The question isn’t whether the space survived its first year — it did. The question is whether it can maintain the specific, somewhat rarefied balance Precourt and her team have struck between high-concept curation and community accessibility.
“Most collectors want to show their collection,” said Jérôme Sans, the Cookie Factory’s artistic director and curator, shortly before the space opened. “So they show what they bought. But showing what you buy is just showing yourself. It’s a beautiful thing, but that’s not what we are doing here.”
That distinction has defined the past twelve months. Instead of a static museum displaying Precourt’s personal acquisitions, the Cookie Factory has invited artists to create new, large-scale works specifically for the space. The current show, “Rush” by Gary Simmons, is a case in point. Simmons, a New York-raised artist, used sepia tones to explore the mythology of the American West — the urgency, the hope, the expansion. He called sepia the “color of a fictional time,” a fitting aesthetic for a space that repurposes the past for contemporary dialogue.
The closing reception for Simmons’ show doubles as the birthday party. It’s a practical move, too. The factory is located at 425 W. Fourth Ave., a spot that sits comfortably between the bustle of downtown and the residential calm of Baker. For locals who might wonder what happens inside a converted industrial box, the answer is: a lot of noise, color, and conversation.
Sans has been clear that the goal is to avoid the “trophy case” model of private galleries. By commissioning new work rather than just hanging purchased pieces, the Cookie Factory positions itself as a laboratory rather than a showroom. This approach requires more effort, and more money; than simply curating existing assets. But it also creates a narrative that is easier for the public to engage with. You don’t need to know the provenance of a painting to understand the story of a covered wagon in sepia tones.
The birthday party itself is a signal. It’s an invitation to the neighbors who have watched the lights go on and off in that building for a year. It’s a way of saying the doors are open, not just by appointment, but by celebration. The Wednesday evening hours (4-7 p.m.) have already established a rhythm for the community, but Saturday’s event is broader. It’s about scale. It’s about presence.
As the party kicks off, the focus will shift from the curated to the communal. Live music. Food. Games. The art remains, but it becomes the backdrop rather than the sole subject.
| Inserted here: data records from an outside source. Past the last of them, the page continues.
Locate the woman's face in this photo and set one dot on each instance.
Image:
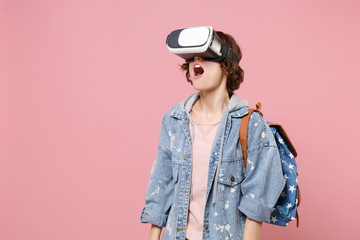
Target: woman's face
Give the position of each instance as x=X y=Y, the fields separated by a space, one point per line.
x=206 y=75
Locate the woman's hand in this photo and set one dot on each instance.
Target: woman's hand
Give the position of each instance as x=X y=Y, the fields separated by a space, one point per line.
x=252 y=229
x=155 y=232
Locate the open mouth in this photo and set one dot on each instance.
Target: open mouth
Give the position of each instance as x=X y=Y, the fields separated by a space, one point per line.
x=198 y=70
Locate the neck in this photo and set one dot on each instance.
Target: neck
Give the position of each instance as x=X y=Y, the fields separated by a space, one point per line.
x=213 y=103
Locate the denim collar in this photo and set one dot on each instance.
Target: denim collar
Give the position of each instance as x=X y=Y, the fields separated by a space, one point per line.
x=236 y=107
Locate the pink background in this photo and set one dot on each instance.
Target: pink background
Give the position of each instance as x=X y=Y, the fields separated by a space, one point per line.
x=84 y=86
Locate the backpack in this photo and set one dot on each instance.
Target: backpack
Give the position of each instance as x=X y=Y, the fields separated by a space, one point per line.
x=285 y=209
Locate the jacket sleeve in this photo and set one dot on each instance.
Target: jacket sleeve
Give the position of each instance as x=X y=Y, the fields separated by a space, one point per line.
x=264 y=179
x=159 y=194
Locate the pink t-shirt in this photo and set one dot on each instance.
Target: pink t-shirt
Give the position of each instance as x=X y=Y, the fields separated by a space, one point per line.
x=202 y=144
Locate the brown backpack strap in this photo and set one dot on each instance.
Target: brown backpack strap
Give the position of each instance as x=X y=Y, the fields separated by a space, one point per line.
x=244 y=126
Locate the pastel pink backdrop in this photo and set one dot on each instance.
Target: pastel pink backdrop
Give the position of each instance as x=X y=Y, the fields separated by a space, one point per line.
x=84 y=86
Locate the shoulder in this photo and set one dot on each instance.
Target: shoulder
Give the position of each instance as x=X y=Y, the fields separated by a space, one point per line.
x=259 y=132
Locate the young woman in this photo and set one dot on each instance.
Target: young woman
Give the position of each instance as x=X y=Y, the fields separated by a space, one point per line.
x=198 y=187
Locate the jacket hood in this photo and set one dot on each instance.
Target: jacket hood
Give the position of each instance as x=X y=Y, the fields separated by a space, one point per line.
x=234 y=104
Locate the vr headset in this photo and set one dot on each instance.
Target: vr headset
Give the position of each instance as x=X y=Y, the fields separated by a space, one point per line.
x=199 y=41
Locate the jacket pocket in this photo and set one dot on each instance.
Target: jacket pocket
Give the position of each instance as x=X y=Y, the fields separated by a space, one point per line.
x=231 y=171
x=175 y=170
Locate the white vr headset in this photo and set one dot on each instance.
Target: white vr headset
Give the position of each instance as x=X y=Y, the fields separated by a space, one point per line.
x=201 y=42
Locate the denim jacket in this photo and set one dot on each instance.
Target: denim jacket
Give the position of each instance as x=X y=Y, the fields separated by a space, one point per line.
x=232 y=195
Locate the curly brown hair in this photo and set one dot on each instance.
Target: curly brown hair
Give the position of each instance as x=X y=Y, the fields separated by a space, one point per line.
x=234 y=73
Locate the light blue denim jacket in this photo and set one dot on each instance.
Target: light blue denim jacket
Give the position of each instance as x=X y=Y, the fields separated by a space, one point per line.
x=231 y=194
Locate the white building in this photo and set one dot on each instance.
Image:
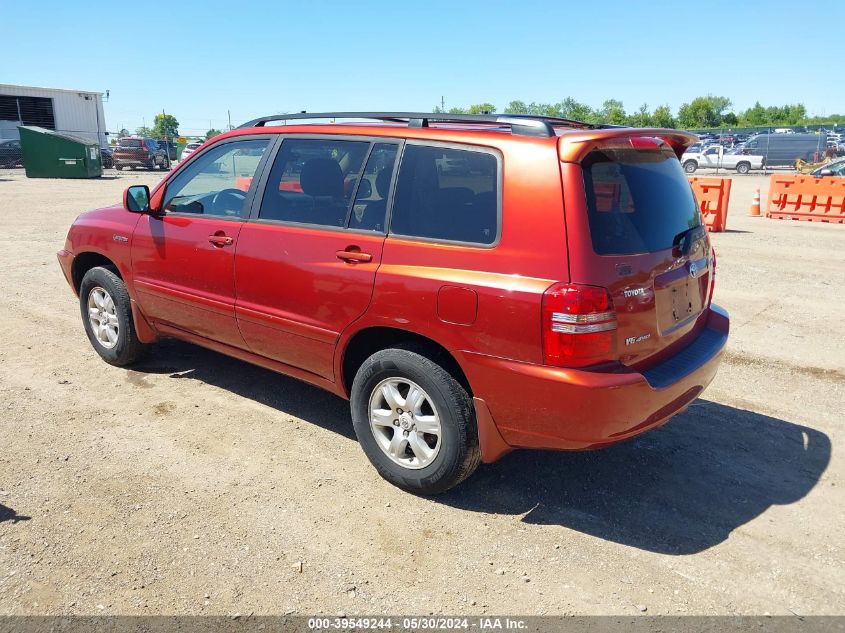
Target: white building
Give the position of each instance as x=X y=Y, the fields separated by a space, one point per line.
x=78 y=112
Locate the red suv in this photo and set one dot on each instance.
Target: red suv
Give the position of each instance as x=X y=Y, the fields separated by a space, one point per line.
x=473 y=284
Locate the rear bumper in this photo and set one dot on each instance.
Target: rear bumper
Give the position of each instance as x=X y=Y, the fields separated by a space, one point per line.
x=535 y=406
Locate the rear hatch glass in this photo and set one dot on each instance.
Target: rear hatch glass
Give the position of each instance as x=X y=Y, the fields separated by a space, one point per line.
x=649 y=246
x=638 y=201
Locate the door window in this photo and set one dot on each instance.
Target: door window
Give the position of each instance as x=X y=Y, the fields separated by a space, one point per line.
x=447 y=194
x=313 y=181
x=217 y=182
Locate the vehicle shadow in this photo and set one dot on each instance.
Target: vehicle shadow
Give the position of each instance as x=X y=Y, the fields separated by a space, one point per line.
x=678 y=490
x=184 y=361
x=7 y=514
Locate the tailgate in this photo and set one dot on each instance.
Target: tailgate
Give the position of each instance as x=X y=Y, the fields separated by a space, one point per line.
x=646 y=244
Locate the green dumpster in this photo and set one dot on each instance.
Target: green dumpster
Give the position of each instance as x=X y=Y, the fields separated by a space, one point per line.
x=49 y=154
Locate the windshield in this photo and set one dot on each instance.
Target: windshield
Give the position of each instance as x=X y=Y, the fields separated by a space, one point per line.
x=637 y=200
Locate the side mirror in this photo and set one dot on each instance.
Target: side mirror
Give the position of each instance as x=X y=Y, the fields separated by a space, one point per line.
x=136 y=199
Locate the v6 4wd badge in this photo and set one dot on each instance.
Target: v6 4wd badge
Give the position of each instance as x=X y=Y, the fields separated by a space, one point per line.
x=637 y=339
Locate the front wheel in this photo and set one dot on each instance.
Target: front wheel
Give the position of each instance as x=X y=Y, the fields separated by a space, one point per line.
x=107 y=316
x=414 y=421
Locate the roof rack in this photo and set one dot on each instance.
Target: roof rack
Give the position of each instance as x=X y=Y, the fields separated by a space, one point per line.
x=521 y=124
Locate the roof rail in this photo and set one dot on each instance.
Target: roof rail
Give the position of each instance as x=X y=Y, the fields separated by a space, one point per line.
x=521 y=124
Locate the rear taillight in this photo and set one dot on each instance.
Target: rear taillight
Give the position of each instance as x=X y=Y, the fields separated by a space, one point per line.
x=579 y=325
x=712 y=276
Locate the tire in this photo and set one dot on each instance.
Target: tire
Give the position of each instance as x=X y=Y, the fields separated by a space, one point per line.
x=124 y=348
x=456 y=453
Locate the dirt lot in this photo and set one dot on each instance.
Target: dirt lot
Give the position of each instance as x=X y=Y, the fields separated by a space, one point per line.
x=199 y=484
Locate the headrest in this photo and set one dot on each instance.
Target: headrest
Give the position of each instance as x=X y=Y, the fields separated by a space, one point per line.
x=322 y=177
x=383 y=182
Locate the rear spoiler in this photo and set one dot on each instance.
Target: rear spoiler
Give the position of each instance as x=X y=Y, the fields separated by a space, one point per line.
x=574 y=146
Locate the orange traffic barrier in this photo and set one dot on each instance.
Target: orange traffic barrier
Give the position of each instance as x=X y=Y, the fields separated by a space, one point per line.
x=806 y=198
x=713 y=195
x=755 y=205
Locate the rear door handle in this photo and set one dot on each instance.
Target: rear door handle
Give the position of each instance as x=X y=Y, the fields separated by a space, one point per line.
x=353 y=255
x=220 y=239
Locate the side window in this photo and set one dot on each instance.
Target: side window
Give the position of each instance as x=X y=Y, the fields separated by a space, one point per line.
x=447 y=194
x=312 y=181
x=370 y=207
x=217 y=182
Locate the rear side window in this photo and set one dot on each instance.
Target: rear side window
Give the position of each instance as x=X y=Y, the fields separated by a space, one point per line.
x=370 y=206
x=447 y=194
x=638 y=201
x=313 y=181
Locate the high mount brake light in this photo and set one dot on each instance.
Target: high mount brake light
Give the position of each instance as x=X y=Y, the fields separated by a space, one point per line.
x=579 y=325
x=646 y=142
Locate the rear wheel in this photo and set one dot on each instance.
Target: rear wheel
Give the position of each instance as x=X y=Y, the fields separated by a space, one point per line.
x=414 y=421
x=107 y=316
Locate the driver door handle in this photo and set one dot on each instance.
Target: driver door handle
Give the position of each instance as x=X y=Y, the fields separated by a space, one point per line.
x=353 y=255
x=220 y=239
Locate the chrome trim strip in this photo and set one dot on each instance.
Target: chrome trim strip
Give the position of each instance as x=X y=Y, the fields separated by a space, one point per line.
x=566 y=328
x=561 y=317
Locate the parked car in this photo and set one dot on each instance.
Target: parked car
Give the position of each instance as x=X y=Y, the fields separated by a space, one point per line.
x=562 y=303
x=190 y=148
x=782 y=150
x=169 y=148
x=833 y=168
x=106 y=157
x=10 y=153
x=135 y=151
x=715 y=156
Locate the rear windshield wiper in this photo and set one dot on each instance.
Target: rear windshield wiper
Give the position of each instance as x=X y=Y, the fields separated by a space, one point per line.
x=683 y=242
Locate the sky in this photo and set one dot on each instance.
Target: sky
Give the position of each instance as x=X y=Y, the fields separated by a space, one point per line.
x=201 y=61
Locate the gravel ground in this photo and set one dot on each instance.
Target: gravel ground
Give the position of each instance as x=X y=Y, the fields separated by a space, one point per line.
x=197 y=484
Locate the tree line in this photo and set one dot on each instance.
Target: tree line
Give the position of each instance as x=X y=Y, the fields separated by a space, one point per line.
x=165 y=126
x=702 y=112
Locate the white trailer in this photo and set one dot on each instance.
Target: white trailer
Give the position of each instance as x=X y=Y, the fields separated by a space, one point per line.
x=78 y=112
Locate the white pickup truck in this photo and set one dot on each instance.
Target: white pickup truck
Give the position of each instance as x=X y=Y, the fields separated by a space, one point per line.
x=716 y=157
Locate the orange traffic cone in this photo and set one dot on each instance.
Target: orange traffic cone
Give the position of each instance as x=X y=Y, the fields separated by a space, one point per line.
x=755 y=205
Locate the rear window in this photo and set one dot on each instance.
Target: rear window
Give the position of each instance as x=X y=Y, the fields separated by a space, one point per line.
x=638 y=201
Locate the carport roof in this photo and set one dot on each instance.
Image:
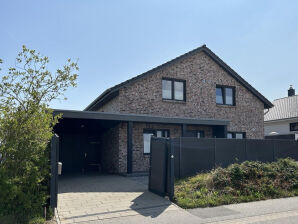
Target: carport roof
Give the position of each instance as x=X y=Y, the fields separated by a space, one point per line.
x=137 y=118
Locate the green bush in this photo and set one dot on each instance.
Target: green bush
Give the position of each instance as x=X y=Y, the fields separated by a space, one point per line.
x=26 y=128
x=244 y=182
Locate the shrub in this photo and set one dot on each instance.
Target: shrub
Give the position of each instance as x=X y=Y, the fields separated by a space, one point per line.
x=244 y=182
x=26 y=124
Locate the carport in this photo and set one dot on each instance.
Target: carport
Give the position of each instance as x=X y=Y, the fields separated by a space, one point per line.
x=82 y=137
x=81 y=147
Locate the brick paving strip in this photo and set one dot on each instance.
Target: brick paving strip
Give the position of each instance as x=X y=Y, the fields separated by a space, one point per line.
x=259 y=218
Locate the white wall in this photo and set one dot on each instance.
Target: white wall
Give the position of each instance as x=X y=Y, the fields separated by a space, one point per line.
x=281 y=127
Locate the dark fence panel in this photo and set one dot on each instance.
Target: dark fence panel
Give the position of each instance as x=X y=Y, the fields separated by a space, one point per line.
x=259 y=150
x=228 y=151
x=193 y=155
x=284 y=149
x=196 y=155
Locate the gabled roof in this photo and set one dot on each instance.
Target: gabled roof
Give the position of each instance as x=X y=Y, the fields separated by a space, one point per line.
x=114 y=91
x=284 y=108
x=75 y=114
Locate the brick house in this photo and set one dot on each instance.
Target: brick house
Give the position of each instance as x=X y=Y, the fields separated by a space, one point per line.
x=195 y=95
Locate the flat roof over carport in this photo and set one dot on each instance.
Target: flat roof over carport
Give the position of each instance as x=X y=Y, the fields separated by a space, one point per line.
x=138 y=118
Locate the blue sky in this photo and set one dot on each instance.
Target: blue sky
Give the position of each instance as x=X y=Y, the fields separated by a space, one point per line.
x=116 y=40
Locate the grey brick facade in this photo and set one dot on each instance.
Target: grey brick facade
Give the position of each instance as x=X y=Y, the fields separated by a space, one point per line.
x=202 y=74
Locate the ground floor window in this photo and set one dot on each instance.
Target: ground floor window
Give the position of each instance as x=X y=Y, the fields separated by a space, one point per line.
x=148 y=133
x=237 y=135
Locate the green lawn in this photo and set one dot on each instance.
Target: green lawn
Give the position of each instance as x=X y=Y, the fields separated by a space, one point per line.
x=249 y=181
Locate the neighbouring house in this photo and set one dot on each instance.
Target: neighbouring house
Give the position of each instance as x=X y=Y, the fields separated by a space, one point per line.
x=281 y=121
x=193 y=95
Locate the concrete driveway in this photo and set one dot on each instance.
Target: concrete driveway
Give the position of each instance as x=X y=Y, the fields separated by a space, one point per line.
x=92 y=199
x=98 y=199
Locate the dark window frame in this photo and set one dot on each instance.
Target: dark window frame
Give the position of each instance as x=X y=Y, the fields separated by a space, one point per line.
x=173 y=89
x=223 y=90
x=154 y=131
x=292 y=126
x=236 y=132
x=202 y=133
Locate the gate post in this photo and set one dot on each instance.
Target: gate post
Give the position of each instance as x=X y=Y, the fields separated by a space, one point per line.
x=170 y=171
x=54 y=171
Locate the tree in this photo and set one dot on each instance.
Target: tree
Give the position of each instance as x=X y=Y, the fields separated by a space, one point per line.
x=26 y=128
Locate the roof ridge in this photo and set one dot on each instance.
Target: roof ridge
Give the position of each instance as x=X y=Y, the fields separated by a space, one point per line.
x=115 y=89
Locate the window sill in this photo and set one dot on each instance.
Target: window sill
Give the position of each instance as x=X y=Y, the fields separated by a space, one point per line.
x=174 y=101
x=226 y=106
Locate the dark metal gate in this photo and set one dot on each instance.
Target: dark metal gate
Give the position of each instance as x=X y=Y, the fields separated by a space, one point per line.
x=54 y=171
x=161 y=174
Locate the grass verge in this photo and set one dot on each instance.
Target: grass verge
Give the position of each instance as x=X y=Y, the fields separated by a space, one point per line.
x=248 y=181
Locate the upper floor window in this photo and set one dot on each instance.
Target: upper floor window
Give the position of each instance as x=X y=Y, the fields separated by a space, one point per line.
x=173 y=89
x=294 y=126
x=225 y=95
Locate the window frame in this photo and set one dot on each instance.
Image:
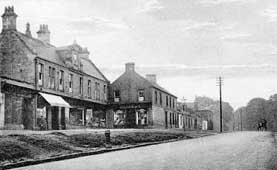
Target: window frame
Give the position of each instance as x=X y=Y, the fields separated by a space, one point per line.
x=141 y=98
x=40 y=74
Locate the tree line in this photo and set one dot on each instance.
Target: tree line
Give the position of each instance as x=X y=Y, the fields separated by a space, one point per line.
x=247 y=117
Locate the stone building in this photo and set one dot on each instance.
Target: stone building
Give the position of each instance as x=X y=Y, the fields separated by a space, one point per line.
x=188 y=120
x=44 y=86
x=138 y=101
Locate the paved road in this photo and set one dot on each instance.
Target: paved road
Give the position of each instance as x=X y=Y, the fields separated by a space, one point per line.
x=230 y=151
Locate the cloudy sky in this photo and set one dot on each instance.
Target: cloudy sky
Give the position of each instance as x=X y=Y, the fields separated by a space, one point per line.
x=187 y=43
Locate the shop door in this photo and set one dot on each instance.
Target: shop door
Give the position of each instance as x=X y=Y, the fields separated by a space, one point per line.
x=63 y=118
x=55 y=118
x=131 y=118
x=27 y=114
x=166 y=123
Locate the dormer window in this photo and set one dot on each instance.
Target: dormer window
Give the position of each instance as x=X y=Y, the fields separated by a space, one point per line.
x=116 y=96
x=75 y=59
x=140 y=95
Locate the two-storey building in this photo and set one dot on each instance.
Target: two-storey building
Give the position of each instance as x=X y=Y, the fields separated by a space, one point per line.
x=47 y=87
x=138 y=101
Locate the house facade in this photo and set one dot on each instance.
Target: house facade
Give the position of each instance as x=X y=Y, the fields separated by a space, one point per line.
x=138 y=101
x=44 y=86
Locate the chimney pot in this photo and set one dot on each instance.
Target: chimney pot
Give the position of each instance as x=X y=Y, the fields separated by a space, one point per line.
x=130 y=67
x=151 y=77
x=28 y=31
x=44 y=33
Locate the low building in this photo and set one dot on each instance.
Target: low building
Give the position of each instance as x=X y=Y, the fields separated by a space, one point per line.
x=44 y=86
x=138 y=101
x=188 y=120
x=206 y=119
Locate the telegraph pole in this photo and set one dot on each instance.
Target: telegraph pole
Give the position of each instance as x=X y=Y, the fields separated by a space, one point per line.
x=240 y=120
x=220 y=83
It’s a subtle but important shift for a space that could easily have become an ivory tower.
Precourt started this project with a clear vision: turn a forgotten factory into a living room for the arts. The data supports that vision. The space is full. The programming is active. The community is showing up.
“The question is whether,” Sans might say, “we can keep the momentum going without losing the soul of the place.”
The outcome is still unfolding. But for now, the cake is cut, the balloons are tied, and the factory is no longer just a building. It’s a community hub. And that’s something worth celebrating.